児童福祉法では児童福祉施設(児童自立支援施設含む)への入所は十八歳までで、特例として二十歳まで延長できる。県によると、少年は十八歳になる前に武蔵野学院を退所。昨年九月中旬、本県以外の九州のある県に住む里親のところに県職員と向かう途中、宿泊施設に泊まったが、職員が目を離した際にいなくなったという。少年は数日後に長崎市内にいるところを発見、保護された。少年は現金数万円を持っていたとみられる。県はこの事態を受け少年を施設に戻した。
少年は事件から約三カ月後の〇三年九月に武蔵野学院に入所した。このうち約四年間という長期にわたり外から鍵の掛かる個室で生活させ、行動の自由を制限できる強制的措置が認められた。県は〇七年九月「問題行動を起こすリスクは少ない」として強制的措置を解除。少年はその後も一定期間同施設で生活した後、退所したとみられている。
県は措置の解除を発表した〇七年七月の記者会見で「今後の対応については公表しない」としていた。これに対し殺害された種元駿ちゃん=当時(4つ)=の遺族は昨年七月、事件から五年を前に公表した手記で「どうしてこのような殺人を犯したのか、更生のためにどのような教育を受けているのか、いつ社会に復帰するのか、個人を特定しない形で公にされるべきと考えています」と更生状況など情報開示の必要性を訴えていた。

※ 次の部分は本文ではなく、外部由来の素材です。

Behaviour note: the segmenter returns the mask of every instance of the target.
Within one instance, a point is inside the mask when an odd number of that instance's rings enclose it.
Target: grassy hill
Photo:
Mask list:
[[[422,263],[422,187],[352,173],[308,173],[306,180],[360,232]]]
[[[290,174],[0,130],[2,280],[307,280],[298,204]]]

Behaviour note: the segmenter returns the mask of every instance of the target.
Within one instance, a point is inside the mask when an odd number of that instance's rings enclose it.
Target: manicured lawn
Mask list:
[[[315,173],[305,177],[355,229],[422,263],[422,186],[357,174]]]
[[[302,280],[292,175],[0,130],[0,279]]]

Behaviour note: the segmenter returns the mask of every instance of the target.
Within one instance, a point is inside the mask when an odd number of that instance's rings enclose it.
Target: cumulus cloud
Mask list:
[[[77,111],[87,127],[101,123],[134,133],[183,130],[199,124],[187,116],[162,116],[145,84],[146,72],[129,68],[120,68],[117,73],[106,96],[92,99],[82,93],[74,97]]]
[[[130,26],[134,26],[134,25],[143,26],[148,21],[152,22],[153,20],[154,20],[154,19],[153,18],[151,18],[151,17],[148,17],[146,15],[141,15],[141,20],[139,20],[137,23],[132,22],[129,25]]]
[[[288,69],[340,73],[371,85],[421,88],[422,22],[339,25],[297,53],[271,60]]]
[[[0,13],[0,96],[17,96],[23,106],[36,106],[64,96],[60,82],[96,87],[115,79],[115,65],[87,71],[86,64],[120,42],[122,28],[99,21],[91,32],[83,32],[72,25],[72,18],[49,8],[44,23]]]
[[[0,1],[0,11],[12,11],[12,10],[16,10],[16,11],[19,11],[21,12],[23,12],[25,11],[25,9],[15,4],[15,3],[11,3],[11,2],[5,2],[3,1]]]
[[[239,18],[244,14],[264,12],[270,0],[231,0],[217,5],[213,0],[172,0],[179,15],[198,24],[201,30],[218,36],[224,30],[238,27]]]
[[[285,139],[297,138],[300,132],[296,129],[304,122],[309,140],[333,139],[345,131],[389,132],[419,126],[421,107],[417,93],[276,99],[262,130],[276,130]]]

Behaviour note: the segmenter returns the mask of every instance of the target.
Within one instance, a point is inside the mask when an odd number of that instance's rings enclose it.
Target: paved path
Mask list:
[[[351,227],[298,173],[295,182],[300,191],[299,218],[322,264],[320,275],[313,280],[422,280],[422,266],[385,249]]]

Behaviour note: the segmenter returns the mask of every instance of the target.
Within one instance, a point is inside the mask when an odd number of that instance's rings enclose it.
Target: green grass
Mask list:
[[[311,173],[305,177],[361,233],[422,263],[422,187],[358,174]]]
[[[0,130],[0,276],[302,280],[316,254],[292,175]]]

県こども政策局の森下傳太郎局長は「詳しいことはノーコメントだが少年は更生できている」と話している。
◆ズーム/長崎市の男児誘拐殺害事件
2003年7月1日夜、長崎市の家電量販店で幼稚園児、種元駿ちゃん=当時(4)=が誘拐され、翌2日朝、約4キロ離れた同市中心部の立体駐車場で遺体で発見された。県警は7月9日、市内の中学1年の男子生徒=当時(12)=を補導。少年は、立体駐車場の屋上(高さ約20メートル)から男児を転落させ殺害したことを認めた。少年は国立武蔵野学院(さいたま市)に入所。約4年にわたり施設内での行動を制限できる強制的措置が取られたが、07年9月に解除された。